# Fix: Critical Concurrency Errors in Multi-User Environments (Event Loop Fragmentation)
🚨 Problem Statement
The application currently experiences a RuntimeError: Timeout context manager should be used inside a task when multiple users access the app simultaneously or when a single user reloads their page. This failure prevents the app from being production-ready as it essentially limits usage to a single successful session at a time.
🔍 Root Cause Analysis
The issue stems from the "Per-User Loop" architecture implemented in the GitLabClient and other infrastructure modules.
1. Event Loop Fragmentation (The "Per-User" Loop Flaw)
Every time a new user logs in or a new GitLabClient is instantiated, the code performs the following:
self._loop = asyncio.new_event_loop()
self._thread = threading.Thread(target=self._run_event_loop, daemon=True)
self._thread.start()
In a Streamlit environment (which is multi-threaded by nature), this creates dozens of independent background threads and loops. These loops compete for CPU resources and struggle to stay synchronized with the main Streamlit threadpool.

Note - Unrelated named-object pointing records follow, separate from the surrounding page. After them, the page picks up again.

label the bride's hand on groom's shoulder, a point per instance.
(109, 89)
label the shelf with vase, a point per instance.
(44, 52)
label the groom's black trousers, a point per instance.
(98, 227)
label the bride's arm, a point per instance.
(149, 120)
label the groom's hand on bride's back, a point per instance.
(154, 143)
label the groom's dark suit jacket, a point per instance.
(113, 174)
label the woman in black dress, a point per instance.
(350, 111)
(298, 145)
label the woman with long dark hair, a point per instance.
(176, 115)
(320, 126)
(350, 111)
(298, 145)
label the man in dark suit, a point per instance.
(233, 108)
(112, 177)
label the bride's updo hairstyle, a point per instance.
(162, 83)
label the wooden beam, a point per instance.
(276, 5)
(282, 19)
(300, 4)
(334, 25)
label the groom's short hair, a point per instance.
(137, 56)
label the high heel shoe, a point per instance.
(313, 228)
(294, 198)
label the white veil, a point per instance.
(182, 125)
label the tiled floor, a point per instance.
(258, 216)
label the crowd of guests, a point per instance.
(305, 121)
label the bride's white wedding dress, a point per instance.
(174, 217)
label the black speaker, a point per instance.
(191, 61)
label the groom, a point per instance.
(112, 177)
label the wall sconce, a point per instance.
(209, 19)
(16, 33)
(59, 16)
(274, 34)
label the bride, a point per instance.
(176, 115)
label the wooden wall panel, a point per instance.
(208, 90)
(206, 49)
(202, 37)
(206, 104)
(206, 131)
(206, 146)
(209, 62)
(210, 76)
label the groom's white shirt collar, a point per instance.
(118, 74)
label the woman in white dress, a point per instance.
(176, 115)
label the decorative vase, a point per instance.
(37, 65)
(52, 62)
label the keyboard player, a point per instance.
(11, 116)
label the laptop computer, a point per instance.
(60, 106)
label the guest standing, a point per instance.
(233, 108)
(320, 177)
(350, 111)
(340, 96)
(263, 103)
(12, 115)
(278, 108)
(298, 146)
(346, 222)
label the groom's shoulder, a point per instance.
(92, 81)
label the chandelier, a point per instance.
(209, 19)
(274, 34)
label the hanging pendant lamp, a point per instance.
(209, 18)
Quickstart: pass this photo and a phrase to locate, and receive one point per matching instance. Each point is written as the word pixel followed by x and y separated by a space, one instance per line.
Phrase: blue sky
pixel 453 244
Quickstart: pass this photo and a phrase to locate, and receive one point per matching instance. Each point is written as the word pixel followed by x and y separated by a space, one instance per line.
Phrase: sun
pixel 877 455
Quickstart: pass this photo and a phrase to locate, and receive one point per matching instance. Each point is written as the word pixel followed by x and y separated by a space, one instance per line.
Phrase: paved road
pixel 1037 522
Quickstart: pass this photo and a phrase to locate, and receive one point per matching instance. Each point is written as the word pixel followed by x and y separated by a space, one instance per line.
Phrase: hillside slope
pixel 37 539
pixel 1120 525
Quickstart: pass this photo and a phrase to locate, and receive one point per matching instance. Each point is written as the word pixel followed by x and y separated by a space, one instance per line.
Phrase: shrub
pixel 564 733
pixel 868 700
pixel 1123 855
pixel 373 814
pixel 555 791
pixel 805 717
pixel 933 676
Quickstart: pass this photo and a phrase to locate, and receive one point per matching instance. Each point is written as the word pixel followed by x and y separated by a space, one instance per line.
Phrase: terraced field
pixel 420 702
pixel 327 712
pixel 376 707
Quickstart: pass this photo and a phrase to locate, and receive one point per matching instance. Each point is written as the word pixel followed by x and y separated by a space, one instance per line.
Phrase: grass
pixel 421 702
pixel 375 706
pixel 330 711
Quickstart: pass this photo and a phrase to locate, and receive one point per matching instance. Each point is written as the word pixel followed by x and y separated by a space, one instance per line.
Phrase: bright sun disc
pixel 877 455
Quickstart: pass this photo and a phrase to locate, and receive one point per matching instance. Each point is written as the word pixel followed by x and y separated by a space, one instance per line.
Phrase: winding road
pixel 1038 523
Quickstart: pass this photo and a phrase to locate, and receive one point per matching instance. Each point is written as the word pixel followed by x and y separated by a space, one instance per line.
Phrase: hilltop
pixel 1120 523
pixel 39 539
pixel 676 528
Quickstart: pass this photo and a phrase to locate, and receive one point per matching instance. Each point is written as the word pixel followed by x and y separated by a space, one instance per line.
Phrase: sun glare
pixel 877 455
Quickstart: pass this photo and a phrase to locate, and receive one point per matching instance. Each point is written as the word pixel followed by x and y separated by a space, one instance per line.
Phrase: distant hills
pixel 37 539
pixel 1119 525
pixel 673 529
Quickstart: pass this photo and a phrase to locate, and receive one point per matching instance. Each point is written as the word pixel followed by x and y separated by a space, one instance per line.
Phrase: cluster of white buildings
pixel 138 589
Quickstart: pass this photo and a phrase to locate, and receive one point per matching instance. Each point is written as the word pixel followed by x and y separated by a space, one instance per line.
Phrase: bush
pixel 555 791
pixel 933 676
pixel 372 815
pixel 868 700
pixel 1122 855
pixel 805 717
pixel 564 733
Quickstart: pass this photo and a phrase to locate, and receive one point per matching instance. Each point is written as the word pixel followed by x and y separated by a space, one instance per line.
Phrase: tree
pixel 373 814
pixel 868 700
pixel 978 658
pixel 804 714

2. Global Policy Corruption
Inside each GitLabClient, the following global call is made:
asyncio.set_event_loop_policy(asyncio.DefaultEventLoopPolicy())
set_event_loop_policy is a process-level global setting. When User A starts their client, they set the policy. When User B starts their client a second later, they overwrite User A's policy. This constant mutation of the global state causes asyncio to lose track of the "Current Task," leading to the specific Python 3.11+ error regarding the timeout context manager.
3. Task Context Loss
Modern asynchronous libraries (like glabflow and httpx) rely on asyncio.timeout(). This requires the calling context to be a valid asyncio.Task. In the fragmented architecture, the connection between the submitted coroutine and the running loop becomes "poisoned" by the global policy changes, causing the async machinery to fail.
📉 Impact
Non-Scalable: The app crashes as soon as a second person tries to use it.
Reload Failures: Refreshing the browser leaves "stale" threads and loops running, which prevent the new session from establishing a clean connection to GitLab.
Resource Leakage: Higher memory usage due to excessive background threads.
✅ Proposed Requirement
Refactor the infrastructure to move away from "Per-User" loops and implement a Single Global Asynchronous Bridge.
Initialize exactly one background event loop for the entire application.
Ensure all GitLabClient instances share this single loop.
Set the DefaultEventLoopPolicy only once at the application entry point (app.py).
🛠️ Requirements
Create a bridge.py singleton to manage the global loop.
Refactor GitLabClient to accept/fetch the shared loop.
Remove redundant loop creation logic from BatchClient and auxiliary helpers.